Começar a ler Olivia Laing foi como reencontrar uma grande amiga. Sentar por horas e ouvir histórias, pegar referências. Não conhecia o trabalho da autora, que também escreve sobre arte e cultura para o Guardian, Financial Times e Elle, entre outros. Então o fato de “Funny Weather – Art in an Emergency” ser um apanhado de trabalhos já publicados não me incomodou at all.
E como poderia? Ela abre o livro com uma constatação nua e crua sobre o estado de pressão e paranoia atuais. Sobra pra Trump, Brexit, sobra para o avanço do autoritarismo e da extrema direita. A partir daí, questiona qual é o papel da arte. Sua resposta inicial? “Eu não acho que a arte tenha o dever de ser bela ou animadora. E alguns dos trabalhos que mais me atraem se recusam a transitar entre uma qualidade ou outra. O que mais me interessa, e o que forma o fio condutor de quase todas as críticas e ensaios reunidos aqui, é sua capacidade de resistência e reparação”.
Durante as 368 páginas, Olivia faz uma seleção apurada de artistas inquietos por natureza, transgressores à sua maneira.
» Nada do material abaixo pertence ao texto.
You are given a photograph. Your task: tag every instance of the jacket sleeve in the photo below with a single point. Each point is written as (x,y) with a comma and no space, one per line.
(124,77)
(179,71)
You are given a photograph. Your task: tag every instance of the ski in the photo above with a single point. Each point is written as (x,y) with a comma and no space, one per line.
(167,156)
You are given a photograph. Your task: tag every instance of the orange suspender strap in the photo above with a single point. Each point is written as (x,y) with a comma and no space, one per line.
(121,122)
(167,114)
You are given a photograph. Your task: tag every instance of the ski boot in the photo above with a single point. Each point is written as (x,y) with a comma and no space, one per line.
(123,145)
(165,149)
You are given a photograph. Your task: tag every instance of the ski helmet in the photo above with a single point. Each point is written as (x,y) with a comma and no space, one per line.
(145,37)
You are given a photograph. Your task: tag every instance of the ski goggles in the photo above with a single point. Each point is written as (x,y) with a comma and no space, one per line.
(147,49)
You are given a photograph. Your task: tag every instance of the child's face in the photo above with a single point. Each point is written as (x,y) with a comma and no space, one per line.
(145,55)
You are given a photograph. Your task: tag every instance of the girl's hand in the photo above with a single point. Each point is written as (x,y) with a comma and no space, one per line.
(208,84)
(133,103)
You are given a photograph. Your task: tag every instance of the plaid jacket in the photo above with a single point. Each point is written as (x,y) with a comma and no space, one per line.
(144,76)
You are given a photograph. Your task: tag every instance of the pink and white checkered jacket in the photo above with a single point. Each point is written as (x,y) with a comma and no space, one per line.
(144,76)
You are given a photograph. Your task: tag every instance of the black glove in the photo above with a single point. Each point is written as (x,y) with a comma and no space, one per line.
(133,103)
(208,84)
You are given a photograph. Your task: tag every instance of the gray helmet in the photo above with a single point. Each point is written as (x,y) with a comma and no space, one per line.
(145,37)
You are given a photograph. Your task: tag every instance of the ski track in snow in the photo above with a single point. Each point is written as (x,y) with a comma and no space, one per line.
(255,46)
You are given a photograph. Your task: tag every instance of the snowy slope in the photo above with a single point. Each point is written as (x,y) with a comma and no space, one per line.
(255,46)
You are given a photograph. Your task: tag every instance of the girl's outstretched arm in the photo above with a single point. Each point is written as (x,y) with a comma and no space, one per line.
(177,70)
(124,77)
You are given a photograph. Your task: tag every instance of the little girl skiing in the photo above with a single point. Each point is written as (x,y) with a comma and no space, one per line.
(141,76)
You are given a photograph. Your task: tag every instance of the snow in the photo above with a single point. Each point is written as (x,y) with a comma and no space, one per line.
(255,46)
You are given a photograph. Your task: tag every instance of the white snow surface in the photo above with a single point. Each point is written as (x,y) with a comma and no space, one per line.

Tudo muito bem dividido em, basicamente, oito partes, onde se alterna entre (muita) pesquisa e técnica e uma prosa bem intimista e pessoal, fazendo comentários e mostrando como algumas das obras afetaram sua vida.
Logo de cara, começamos com Basquiat e outros oito artistas plásticos, todos eles com histórias de enfrentamento ao “normal” da época. Aliás, uma delas é do próprio fotógrafo da capa do livro e guru pessoal de Olivia, Derek Jarman, artista visual, cineasta e ativista na luta contra a epidemia de AIDs.
Aqui, vale dizer, vem um dos únicos incômodos com o livro: apesar de citar muitas obras, nenhuma delas é reproduzida no livro. E a minha dica é manter o Google a um clique de distância, assim fica mais fácil associar o nome à pessoa e entender sobre qual obra ela se refere, quase como conhecer visitar um museu com uma guia particular.
Entre os temas recorrentes em seus ensaios, podemos citar a cultura queer e o enfrentamento até a descriminalização da homossexualidade, o Brexit e a questão dos imigrantes.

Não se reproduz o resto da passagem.